Elena Kats-Chernin

Name

Elena Kats-Chernin

Bio

Kats-Chernin, who was born on 4 November 1957 in Tashkent, Uzbekistan, as the younger of two daughters of a physician and an engineer, grew up from the age of four in the Russian regional capital of Yaroslavl. She devoted herself since earliest childhood to piano playing. She received instrumental instruction at music school, and later also composition lessons at the Sobinov Conservatory in Yaroslavl. At the age of fourteen, she passed the entrance examination at Moscow’s Gnessin Academy of Music and was one of nine candidates accepted from among 600 applicants. During her training there, her family decided to follow Kats-Chernin’s aunt and uncle, who had emigrated with their family to Australia, and so in 1975, at the age of seventeen, she settled in Sydney, where she continued her studies at the Conservatory of Music with Richard Toop (composition) and Gordon Watson (piano), among others. She received her diploma in 1979, whereby she was the first graduate to be granted a double degree as pianist and composer; for her concert exam, she played her own piano concerto, which also won her the Frank Hutchens Scholarship for Composition of the Music Teachers’ Association of New South Wales.
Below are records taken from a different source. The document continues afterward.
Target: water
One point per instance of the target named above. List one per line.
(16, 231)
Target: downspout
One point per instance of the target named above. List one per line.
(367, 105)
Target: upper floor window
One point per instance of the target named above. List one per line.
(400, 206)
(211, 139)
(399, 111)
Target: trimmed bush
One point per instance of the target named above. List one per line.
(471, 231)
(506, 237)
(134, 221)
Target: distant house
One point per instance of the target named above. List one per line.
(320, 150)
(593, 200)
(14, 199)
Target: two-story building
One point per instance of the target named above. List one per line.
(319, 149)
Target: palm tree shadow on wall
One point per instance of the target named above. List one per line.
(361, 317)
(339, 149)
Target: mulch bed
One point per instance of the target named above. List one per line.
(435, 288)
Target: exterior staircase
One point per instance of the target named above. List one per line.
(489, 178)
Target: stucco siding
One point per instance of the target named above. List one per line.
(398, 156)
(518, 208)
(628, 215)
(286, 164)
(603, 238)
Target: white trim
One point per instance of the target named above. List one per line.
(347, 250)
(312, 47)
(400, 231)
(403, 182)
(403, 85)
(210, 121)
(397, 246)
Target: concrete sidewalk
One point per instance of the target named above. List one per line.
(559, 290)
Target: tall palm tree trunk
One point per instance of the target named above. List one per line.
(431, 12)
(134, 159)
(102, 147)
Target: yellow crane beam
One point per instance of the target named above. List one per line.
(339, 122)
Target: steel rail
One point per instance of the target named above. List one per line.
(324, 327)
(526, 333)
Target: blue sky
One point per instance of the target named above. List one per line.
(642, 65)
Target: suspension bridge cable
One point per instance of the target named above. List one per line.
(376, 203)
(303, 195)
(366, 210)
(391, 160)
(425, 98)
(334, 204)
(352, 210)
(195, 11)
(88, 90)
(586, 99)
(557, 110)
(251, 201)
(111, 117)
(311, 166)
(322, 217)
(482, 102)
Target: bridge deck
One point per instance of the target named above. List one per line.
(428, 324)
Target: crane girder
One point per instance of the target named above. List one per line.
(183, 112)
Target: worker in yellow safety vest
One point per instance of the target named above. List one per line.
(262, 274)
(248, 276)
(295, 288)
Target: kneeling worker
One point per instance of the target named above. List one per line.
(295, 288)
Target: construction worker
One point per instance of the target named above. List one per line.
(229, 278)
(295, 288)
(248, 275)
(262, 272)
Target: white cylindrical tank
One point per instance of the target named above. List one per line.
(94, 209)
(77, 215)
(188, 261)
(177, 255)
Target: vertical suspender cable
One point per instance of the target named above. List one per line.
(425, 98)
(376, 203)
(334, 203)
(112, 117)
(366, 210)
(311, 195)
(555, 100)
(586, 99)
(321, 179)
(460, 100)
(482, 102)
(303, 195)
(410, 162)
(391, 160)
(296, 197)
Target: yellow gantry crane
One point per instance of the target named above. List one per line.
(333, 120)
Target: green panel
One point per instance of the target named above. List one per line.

By means of a DAAD scholarship, she came to Germany, where she studied with Helmut Lachenmann in Hanover from 1980 to 1982 and lived for nearly fourteen years. Kats-Chernin wrote many works for theater and ballet. Her collaborations with director Andrea Berth and choreographer Reinhild Hoffmann led to productions at Vienna’s Burgtheater, at the Schauspielhaus Bochum, and the municipal theaters in Hamburg and Berlin. A close collaboration developed with Ensemble Modern, for whom Kats-Chernin composed the piece Clocks, which was premiered in late 1993, attracted great international attention, and subsequently played by many ensembles, as was the Concertino with solo violin (1994). Shortly before this, in 1993, she composed her first large-scale orchestral work, Retonica, a commission from the Australian Music Centre. Starting around this time, Kats-Chernin underwent a fundamental turn away from modernistic, noise-like musical language to a more accessible tonal style as, for example, in Zoom and Zip (1998). Since then, her music can be described as a personal amalgam of different influences; these include elements of minimal music, dance-like music, classical models, for example from Russian music or the Baroque, as well as Jewish and other folk music traditions.